Vitrine de l’exposition « Franz Kafka », Morgan Library Museum, New York.
Photo D.R.

Si les musées-maisons d’écrivain ont une fonction claire, celle de « fabriquer du fantôme », selon la belle formule de Tanguy Viel*1, les expositions consacrées à la littérature sont des objets moins définissables, aux intentions mêlées et parfois confuses : la connaissance historique, la recherche littéraire, l’hommage au grand personnage ou encore le sujet de l’œuvre plus que l’œuvre elle-même. Les textes originaux s’y donnent à voir plutôt qu’à lire (que peut-on lire d’un manuscrit derrière une vitrine ?), l’acte de lecture se trouvant reporté sur un appareil d’accompagnement souvent plus que présent – textes de salle sur fonds colorés, citations en accroche décorative. Les objets y ont le statut ambigu de ces reliques que l’on vénère alors même que l’on sait qu’elles relèvent de la fiction (les souliers de la comtesse Greffulhe dans une exposition sur Marcel Proust sont et en même temps ne sont pas ceux de la duchesse de Guermantes). Le rôle de l’image est tantôt celui de la présence – donner à voir de l’authentique, de l’autographe, dont la présence valide la pertinence même du médium exposition –, tantôt celui de l’évocation – notamment par l’usage fréquent de la projection d’adaptations cinématographiques. Avec l’effet paradoxal que, pour représenter un livre que l’on ne peut lire correctement dans une salle d’exposition, on montre un extrait de film que l’on ne peut pas non plus regarder comme il convient : tronqué, en boucle, debout, en plein jour et sans silence.

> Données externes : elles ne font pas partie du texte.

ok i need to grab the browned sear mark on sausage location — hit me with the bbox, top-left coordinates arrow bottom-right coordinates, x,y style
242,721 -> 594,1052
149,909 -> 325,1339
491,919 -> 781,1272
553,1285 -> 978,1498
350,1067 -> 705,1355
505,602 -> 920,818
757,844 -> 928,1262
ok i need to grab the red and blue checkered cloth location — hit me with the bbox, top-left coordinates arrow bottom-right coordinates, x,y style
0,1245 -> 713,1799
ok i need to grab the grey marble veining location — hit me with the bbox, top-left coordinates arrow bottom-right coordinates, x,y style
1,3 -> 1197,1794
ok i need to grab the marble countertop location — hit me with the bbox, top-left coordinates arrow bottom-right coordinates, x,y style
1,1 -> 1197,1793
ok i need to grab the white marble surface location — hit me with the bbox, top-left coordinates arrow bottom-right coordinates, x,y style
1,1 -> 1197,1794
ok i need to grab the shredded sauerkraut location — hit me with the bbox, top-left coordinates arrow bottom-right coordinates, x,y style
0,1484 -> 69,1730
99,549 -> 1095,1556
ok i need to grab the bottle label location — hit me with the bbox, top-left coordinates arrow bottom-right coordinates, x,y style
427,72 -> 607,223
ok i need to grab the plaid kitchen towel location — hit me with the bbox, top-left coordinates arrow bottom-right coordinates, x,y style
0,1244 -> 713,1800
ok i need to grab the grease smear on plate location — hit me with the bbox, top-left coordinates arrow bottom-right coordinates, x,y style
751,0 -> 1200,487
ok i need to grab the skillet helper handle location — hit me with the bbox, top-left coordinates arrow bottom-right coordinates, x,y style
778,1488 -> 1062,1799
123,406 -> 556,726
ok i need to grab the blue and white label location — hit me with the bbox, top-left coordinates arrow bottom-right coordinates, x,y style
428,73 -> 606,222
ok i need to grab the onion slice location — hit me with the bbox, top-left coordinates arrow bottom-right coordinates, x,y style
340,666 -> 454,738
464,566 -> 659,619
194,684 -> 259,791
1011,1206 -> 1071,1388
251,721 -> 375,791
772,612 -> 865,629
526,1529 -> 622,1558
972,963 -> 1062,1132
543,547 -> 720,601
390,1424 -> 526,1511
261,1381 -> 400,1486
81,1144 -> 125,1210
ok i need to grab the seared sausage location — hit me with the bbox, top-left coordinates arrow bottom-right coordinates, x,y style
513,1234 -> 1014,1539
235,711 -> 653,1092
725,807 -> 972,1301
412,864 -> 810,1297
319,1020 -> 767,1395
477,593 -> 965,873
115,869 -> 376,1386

Cela n’empêche pas qu’il y ait de formidables expositions sur des écrivains, comme celles sur Roland Barthes (2002-2003) ou Samuel Beckett (2007), imaginées au Centre Pompidou, à Paris, par Marianne Alphant, laquelle qualifiait de manière très juste l’exercice comme une « biographie intellectuelle ». Ou la série de manifestations parisiennes autour de Marcel Proust en 2021-2023, marquées par la clarté de leur propos respectif (contextuel au musée Carnavalet*2, biographique au musée d’Art d’Histoire du judaïsme*3, génétique à la Bibliothèque nationale de France*4), par l’équilibre entre fétiches, documents et œuvres, et par la qualité de ces dernières. Un souvenir particulier de l’exposition au musée Carnavalet reste présent à ma mémoire : on y voyait une carte du Paris de la vie de l’écrivain, et, quelques salles plus loin, une carte du Paris de la Recherche. Avec cette mise en évidence du léger décalage existant entre le Paris de l’auteur et celui du narrateur – comme entre deux pavés disjoints –, de la vibration entre le réel et la littérature, on était sans doute au cœur de ce à quoi peut servir une exposition de littérature.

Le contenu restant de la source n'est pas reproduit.